In [1]:
"""
Level-60 — Hierarchical Risk Parity (HRP) Multi-Asset Portfolio

Concept focus
-------------
Quant model:
    - Universe: multiple liquid ETFs (default:
      SPY, QQQ, IWM, EFA, EEM, TLT, LQD, GLD).
    - Use historical daily returns to estimate covariance and correlation.
    - Build a correlation-based ordering of assets (a cheap stand-in for
      full hierarchical clustering).
    - Apply a Hierarchical Risk Parity style recursive bisection:
        * At each split, divide the ordered asset list into two clusters.
        * Compute inverse-variance weights inside each cluster.
        * Allocate capital between clusters in inverse proportion to their
          variances (low-vol cluster gets more weight).
    - Rebalance monthly and hold weights between rebalances.
    - Compare to a simple equal-weight (EW) long-only benchmark.

DSA concept:
    - Divide-and-conquer recursion on a list of assets:
        * Recursively split a sorted list into halves.
        * Combine results by adjusting weights top-down.
    - Greedy nearest-neighbor ordering on a correlation matrix:
        * Start from a "seed" asset, then repeatedly append the asset that
          is most correlated with the current set, grouping similar assets.
    - Matrix operations for covariance and portfolio variance calculations.

Outputs
-------
CSV: level60_hrp_portfolio.csv
    - px_<sym>         : prices
    - ret_<sym>        : daily returns
    - w_<sym>          : HRP weights
    - port_ret_hrp     : HRP portfolio daily returns
    - port_ret_ew      : equal-weight benchmark daily returns

JSON: level60_hrp_summary.json
    - universe, sample start/end
    - rebalance frequency and lookback window
    - latest HRP weights (by symbol)
    - performance stats for HRP vs equal-weight:
        * CAGR, volatility, Sharpe, max drawdown
"""

from __future__ import annotations

import json
import math
from dataclasses import dataclass
from typing import Dict, List, Tuple

import numpy as np
import pandas as pd
import yfinance as yf


# ---------------------------- Config ---------------------------- #


@dataclass
class Config:
    # Multi-asset ETF universe
    symbols: Tuple[str, ...] = (
        "SPY",  # US large-cap
        "QQQ",  # US tech-heavy
        "IWM",  # US small-cap
        "EFA",  # Developed ex-US
        "EEM",  # Emerging markets
        "TLT",  # Long UST
        "LQD",  # Investment-grade credit
        "GLD",  # Gold
    )
    start: str = "2010-01-01"

    # HRP settings
    lookback_days: int = 252     # covariance lookback for each rebalance
    min_lookback_days: int = 150 # minimum required to compute weights
    rebalance_freq: str = "M"    # monthly rebalance

    # Output files
    out_csv: str = "level60_hrp_portfolio.csv"
    out_json: str = "level60_hrp_summary.json"

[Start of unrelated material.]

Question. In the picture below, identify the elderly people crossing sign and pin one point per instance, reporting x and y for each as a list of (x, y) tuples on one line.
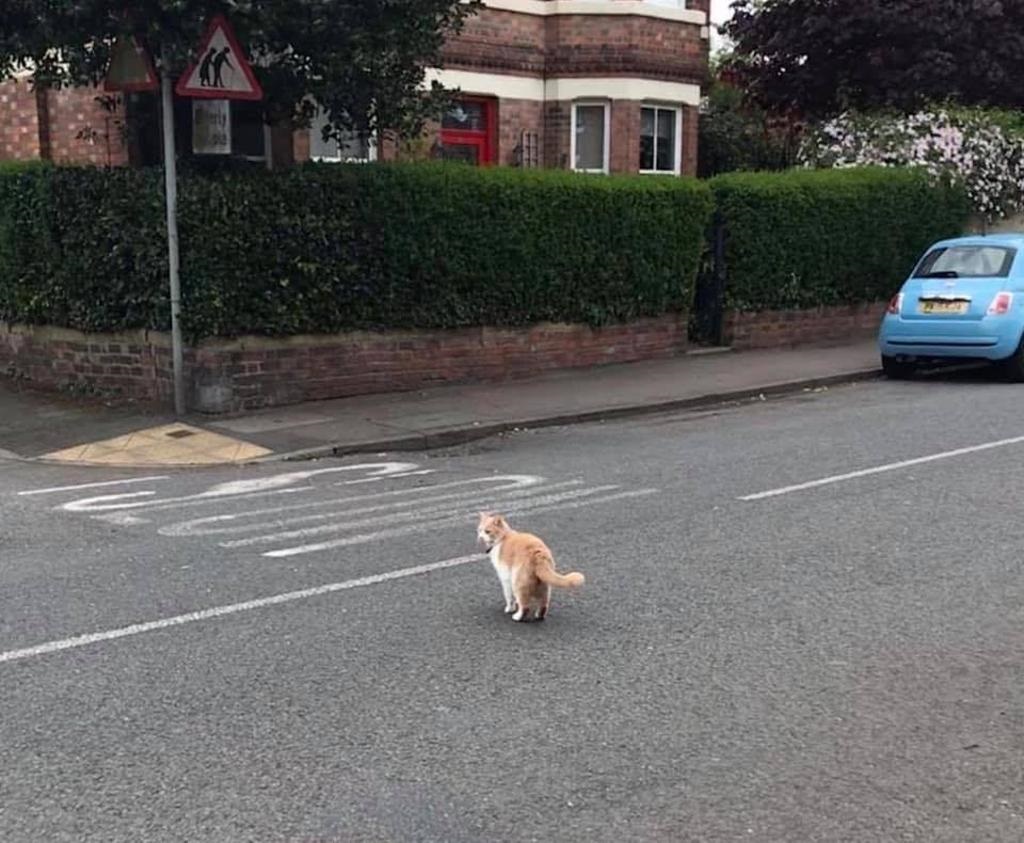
[(220, 70)]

# ---------------------- Data utilities -------------------------- #


def build_synthetic_prices(cfg: Config) -> pd.DataFrame:
    """
    Synthetic multi-asset GBM with a simple correlation structure.
    Used if yfinance download fails.
    """
    print("[WARN] Falling back to synthetic prices (Level-60).")
    rng = np.random.default_rng(60)
    n_assets = len(cfg.symbols)
    n_days = 4000

    dates = pd.bdate_range("2010-01-04", periods=n_days, freq="B")

    base_corr = np.array(
        [
            [1.0, 0.85, 0.7, 0.5, 0.4, -0.2, -0.1, 0.1],
            [0.85, 1.0, 0.7, 0.5, 0.4, -0.2, -0.1, 0.1],
            [0.7, 0.7, 1.0, 0.4, 0.3, -0.1, -0.1, 0.0],
            [0.5, 0.5, 0.4, 1.0, 0.6, -0.2, -0.1, 0.0],
            [0.4, 0.4, 0.3, 0.6, 1.0, -0.3, -0.2, 0.0],
            [-0.2, -0.2, -0.1, -0.2, -0.3, 1.0, 0.6, -0.1],
            [-0.1, -0.1, -0.1, -0.1, -0.2, 0.6, 1.0, -0.1],
            [0.1, 0.1, 0.0, 0.0, 0.0, -0.1, -0.1, 1.0],
        ]
    )
    if n_assets != base_corr.shape[0]:
        corr = np.eye(n_assets)
    else:
        corr = base_corr

    chol = np.linalg.cholesky(corr)

    vols = np.array([0.18, 0.22, 0.20, 0.17, 0.22, 0.12, 0.10, 0.15])[:n_assets]
    mus = np.array([0.07, 0.09, 0.08, 0.06, 0.09, 0.04, 0.03, 0.05])[:n_assets]

    dt = 1.0 / 252.0
    z = rng.standard_normal((n_days, n_assets))
    eps = z @ chol.T

    rets = (mus - 0.5 * vols**2) * dt + vols * math.sqrt(dt) * eps
    prices = 100.0 * np.exp(np.cumsum(rets, axis=0))

    df = pd.DataFrame(prices, index=dates, columns=list(cfg.symbols))
    return df


def load_price_series(cfg: Config) -> pd.DataFrame:
    """
    Download daily adjusted close prices for the symbols from yfinance.
    Handles MultiIndex columns and falls back to synthetic if needed.

    Returns:
        DataFrame with columns = cfg.symbols, index = dates, dtype=float.
    """
    try:
        raw = yf.download(
            list(cfg.symbols),
            start=cfg.start,
            auto_adjust=True,
            progress=False,
        )
    except Exception:
        raw = pd.DataFrame()

    if raw is None or raw.empty:
        return build_synthetic_prices(cfg)

    if isinstance(raw.columns, pd.MultiIndex):
        top = raw.columns.get_level_values(0)
        if "Adj Close" in top and "Close" not in top:
            px = raw["Adj Close"].copy()
        else:
            px = raw["Close"].copy()
    else:
        px = raw.copy()

    cols = [c for c in px.columns if c in cfg.symbols]
    if not cols:
        return build_synthetic_prices(cfg)

    px = px[cols].sort_index().dropna(how="any").copy()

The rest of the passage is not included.